Why Are C-Sections Scheduled in Advance?
Not all c-sections come as a surprise during labor. In many cases, your doctor may schedule you for a c-section in advance because of known factors or complications that would make a vaginal delivery too difficult. These can include:
- You've had a cesarean before: While some women who've had cesareans previously can safely undergo a vaginal birth the next time around, nearly 80 percent of scheduled cesareans are repeats. And once you've delivered one baby by c-section, you'll always be offered the option to do so again.
- Your baby's in the breech position: If your baby's feet first (instead of head first) and your doctor can't turn him around, a c-section is usually the safest way for you to deliver.
- You have placenta previa or placental abruption: If your placenta is lying at the bottom of your uterus (instead of at the side or top), it can block your baby's exit from your womb or cause heavy bleeding during delivery. If your placenta has started to separate from the wall of your uterus (a condition called placental abruption), this can cause heavy bleeding and complications for your baby, so c-sections are necessary in both cases.
- You're pregnant with twins or multiples.
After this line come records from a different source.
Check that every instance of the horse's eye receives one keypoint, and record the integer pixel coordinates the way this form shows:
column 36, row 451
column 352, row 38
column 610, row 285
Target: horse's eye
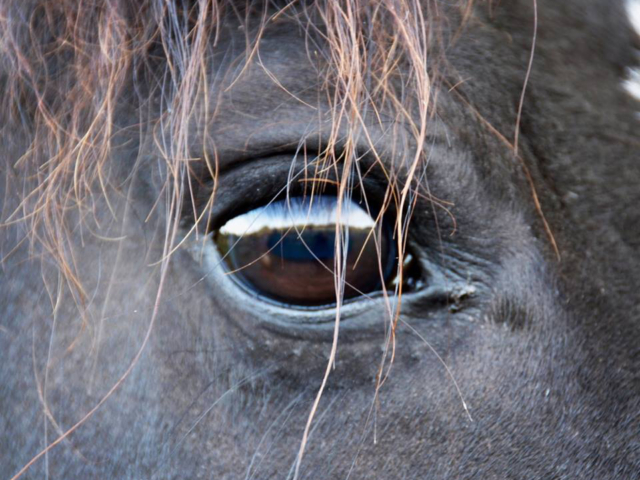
column 286, row 251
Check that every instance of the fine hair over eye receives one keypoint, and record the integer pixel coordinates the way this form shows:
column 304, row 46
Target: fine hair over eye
column 322, row 239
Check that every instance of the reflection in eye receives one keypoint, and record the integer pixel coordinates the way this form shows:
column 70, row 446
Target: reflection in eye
column 286, row 250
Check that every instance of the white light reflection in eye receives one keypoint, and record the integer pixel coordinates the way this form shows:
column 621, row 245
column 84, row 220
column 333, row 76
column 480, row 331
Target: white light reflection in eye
column 321, row 211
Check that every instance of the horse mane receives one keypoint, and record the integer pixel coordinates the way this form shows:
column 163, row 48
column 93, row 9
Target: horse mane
column 66, row 67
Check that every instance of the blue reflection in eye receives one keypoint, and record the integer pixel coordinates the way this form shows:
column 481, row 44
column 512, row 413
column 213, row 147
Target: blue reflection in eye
column 287, row 250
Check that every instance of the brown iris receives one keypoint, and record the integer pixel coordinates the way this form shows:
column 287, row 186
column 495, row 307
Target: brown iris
column 286, row 251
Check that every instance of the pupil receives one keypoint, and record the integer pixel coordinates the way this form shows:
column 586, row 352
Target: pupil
column 286, row 251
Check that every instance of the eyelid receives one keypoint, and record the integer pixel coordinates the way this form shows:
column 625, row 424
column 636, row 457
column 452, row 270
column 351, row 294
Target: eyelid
column 267, row 180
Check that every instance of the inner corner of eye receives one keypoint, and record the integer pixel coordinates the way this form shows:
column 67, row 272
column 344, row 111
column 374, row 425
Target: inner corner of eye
column 288, row 250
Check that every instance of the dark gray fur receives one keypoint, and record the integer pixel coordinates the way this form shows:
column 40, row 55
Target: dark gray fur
column 546, row 352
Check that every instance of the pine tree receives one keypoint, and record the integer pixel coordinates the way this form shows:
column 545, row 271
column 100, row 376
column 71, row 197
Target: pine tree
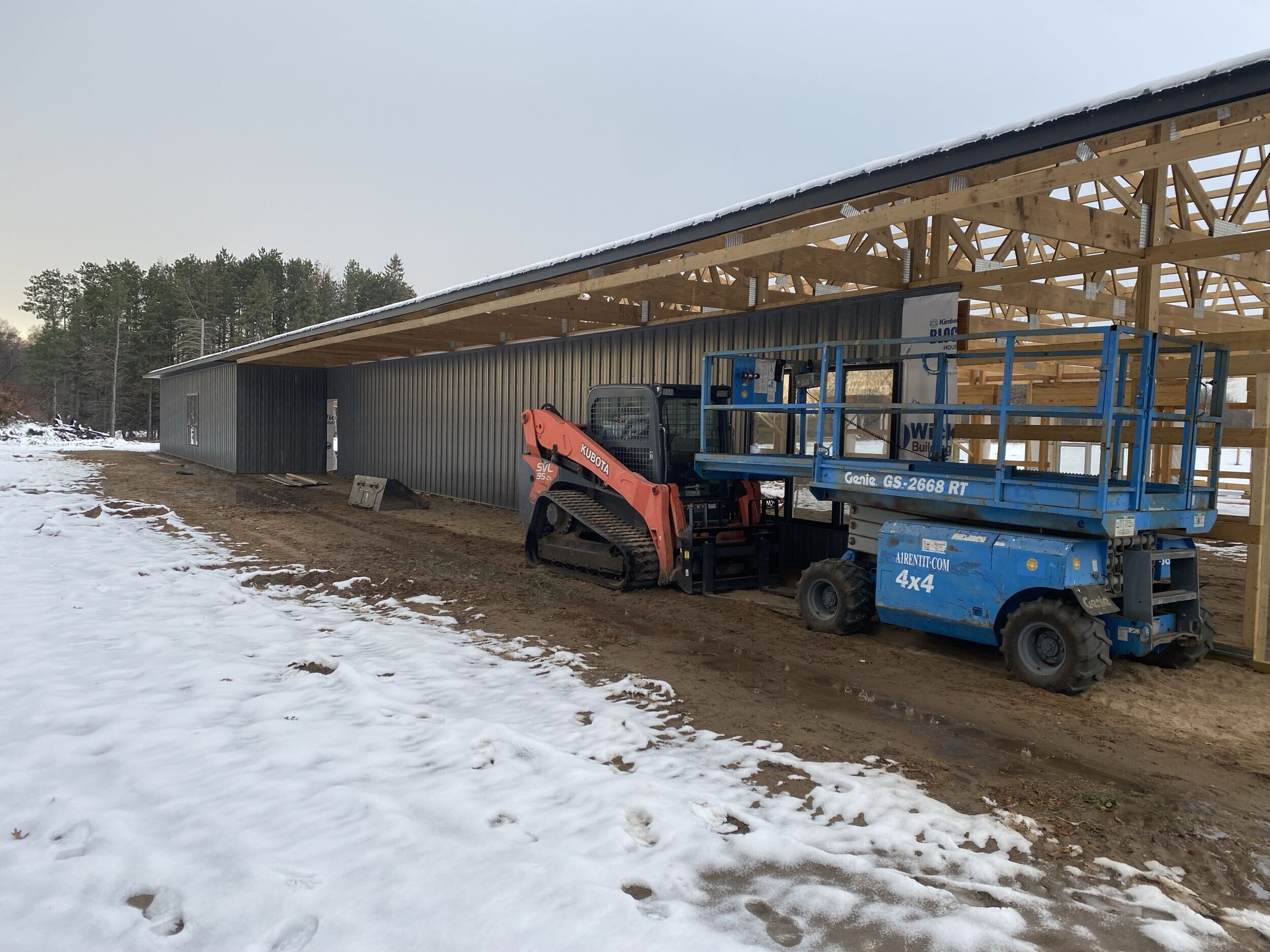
column 258, row 309
column 397, row 287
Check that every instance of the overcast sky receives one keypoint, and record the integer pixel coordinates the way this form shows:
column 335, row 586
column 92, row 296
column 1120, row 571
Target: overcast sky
column 471, row 139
Though a vaginal birth is possible with twins, most are delivered by c-section, where both babies can be more closely monitored. Triplets or larger groups of multiples are always born via c-section.
Some women may think about scheduling a c-section in advance for other reasons -- like wanting to have an exact plan for when their baby will be born, or because they're worried about the pain of having a vaginal birth, but experts advise against having the procedure strictly for convenience's sake, especially before 39 weeks. For one thing, a c-section is major abdominal surgery, and there's always the risk of complications with anesthesia or post-procedure infections. There's also a long and painful recovery period, which can make you pretty uncomfortable and have a harder time breastfeeding in the first few weeks after your baby's born.